Enabling interoperability and scalability in ocean sonar data analysis
https://echopype.readthedocs.io/
Apache License 2.0
94 stars 73 forks source link

Replace the current `parsed2zarr` mechanism #1179

Closed leewujung closed 9 months ago

leewujung commented 11 months ago

This issue is to pick up from #1070 to replace the current parsed2zarr mechanism to ensure code is bug-free and easy to maintain in the future.

I am referencing my https://github.com/OSOceanAcoustics/echopype/pull/1070#issuecomment-1730079171 here:

The reason why i think the current complicated approach is unnecessary is because there are 2 stages of padding that is happening:

  1. the "padding" for each channel to become rectangular (so to pad the shorter pings so that all pings within a channel have the same length) is in pad_shorter_ping. That is the first NaN-padding expansion.
  2. The second NaN-padding expansion is when some channels lack a certain type of data, so NaN is padded for the entire "slice" of that channel to match the size of the other channels.

Expansion 1 happens for all data without xarray/zarr/dask (which can potentially be sped up or make more efficient?). After that, if we take note of the shape of variables in self.ping_data_dict["angle"][ch_id] for each ch_id , we would know exactly whether or not expansion 2 is needed. There, we can decide what is the strategy to use to write to the zarr store -- can we append sequentially along segments of ping_time since we know all the pings are same length? and for the channels that lack any data at all, creating a NaN slice for each sections (along ping_time segments) would likely let us hover under the memory limit.

@lsetiawan and I have done some investigation and determined a clean path forward.

leewujung commented 11 months ago

Notes while going through code:

Here I use the file test_data/ek60/L0003-D20040909-T161906-EK60.raw. For more info about this file, see my previous investigation here and here.
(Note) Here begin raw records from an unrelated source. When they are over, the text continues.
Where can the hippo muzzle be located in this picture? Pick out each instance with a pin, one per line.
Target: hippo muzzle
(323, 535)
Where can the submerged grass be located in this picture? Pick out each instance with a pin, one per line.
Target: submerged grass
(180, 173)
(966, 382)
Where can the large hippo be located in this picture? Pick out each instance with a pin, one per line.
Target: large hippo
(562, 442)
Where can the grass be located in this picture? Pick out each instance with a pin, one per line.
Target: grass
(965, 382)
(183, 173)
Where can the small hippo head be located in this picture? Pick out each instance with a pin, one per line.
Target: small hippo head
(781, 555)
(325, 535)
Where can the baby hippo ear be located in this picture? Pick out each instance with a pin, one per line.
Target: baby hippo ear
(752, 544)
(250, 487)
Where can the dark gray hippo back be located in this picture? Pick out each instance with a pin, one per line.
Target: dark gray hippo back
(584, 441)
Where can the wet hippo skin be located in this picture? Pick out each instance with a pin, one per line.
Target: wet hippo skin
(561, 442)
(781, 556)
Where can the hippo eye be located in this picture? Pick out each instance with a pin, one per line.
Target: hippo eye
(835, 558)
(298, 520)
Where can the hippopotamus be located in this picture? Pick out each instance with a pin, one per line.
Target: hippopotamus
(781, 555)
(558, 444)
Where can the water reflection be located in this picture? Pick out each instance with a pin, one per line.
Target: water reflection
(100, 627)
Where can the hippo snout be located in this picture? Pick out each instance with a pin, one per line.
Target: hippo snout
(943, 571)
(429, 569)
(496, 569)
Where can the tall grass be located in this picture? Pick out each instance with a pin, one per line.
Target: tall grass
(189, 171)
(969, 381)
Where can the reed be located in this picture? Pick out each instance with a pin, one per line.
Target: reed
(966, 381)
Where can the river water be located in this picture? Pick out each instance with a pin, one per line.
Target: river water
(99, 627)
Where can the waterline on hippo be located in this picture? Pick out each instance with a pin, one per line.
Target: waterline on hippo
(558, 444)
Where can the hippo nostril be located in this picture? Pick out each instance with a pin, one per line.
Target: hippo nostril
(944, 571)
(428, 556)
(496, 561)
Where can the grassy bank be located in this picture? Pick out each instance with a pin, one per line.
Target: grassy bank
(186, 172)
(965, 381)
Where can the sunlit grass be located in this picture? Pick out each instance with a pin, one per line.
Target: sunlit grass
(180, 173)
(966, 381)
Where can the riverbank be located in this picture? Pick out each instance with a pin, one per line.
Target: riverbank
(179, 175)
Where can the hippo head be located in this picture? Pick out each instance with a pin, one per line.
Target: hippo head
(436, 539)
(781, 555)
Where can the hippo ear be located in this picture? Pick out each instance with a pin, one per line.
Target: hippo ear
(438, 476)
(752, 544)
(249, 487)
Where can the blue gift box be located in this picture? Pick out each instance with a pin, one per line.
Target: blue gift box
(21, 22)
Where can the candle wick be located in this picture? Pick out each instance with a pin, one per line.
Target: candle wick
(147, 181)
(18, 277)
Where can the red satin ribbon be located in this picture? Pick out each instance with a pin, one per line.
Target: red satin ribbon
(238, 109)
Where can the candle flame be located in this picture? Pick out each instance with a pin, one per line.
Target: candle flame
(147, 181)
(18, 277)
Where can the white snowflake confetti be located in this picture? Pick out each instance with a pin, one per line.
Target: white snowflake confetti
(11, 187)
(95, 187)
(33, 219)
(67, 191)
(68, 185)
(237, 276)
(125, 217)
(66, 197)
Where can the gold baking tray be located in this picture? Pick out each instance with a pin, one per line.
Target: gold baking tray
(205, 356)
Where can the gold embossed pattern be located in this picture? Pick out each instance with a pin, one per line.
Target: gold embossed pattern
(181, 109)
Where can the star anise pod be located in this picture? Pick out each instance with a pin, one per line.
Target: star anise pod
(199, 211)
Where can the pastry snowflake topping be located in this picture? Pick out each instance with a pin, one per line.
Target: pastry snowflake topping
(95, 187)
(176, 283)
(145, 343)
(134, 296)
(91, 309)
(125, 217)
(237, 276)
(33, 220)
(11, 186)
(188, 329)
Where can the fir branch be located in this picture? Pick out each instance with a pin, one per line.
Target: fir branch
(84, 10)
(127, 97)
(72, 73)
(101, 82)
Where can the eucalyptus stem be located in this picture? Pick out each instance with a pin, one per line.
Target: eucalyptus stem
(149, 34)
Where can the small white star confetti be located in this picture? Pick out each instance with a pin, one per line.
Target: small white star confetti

I "short-circuited" _append_channel_ping_data to force saving all parsed data to under parser.ping_data_dict (as recommended below), just so that I can see how things look easily, and create a mock data generator. This quick patch type of change is here (I think we should completely remove zarr_vars and associated stuff): https://github.com/leewujung/echopype/commit/e2a002996f3dafebf6d668e9b16df853330b5345

lsetiawan commented 9 months ago

This Issue is related to #966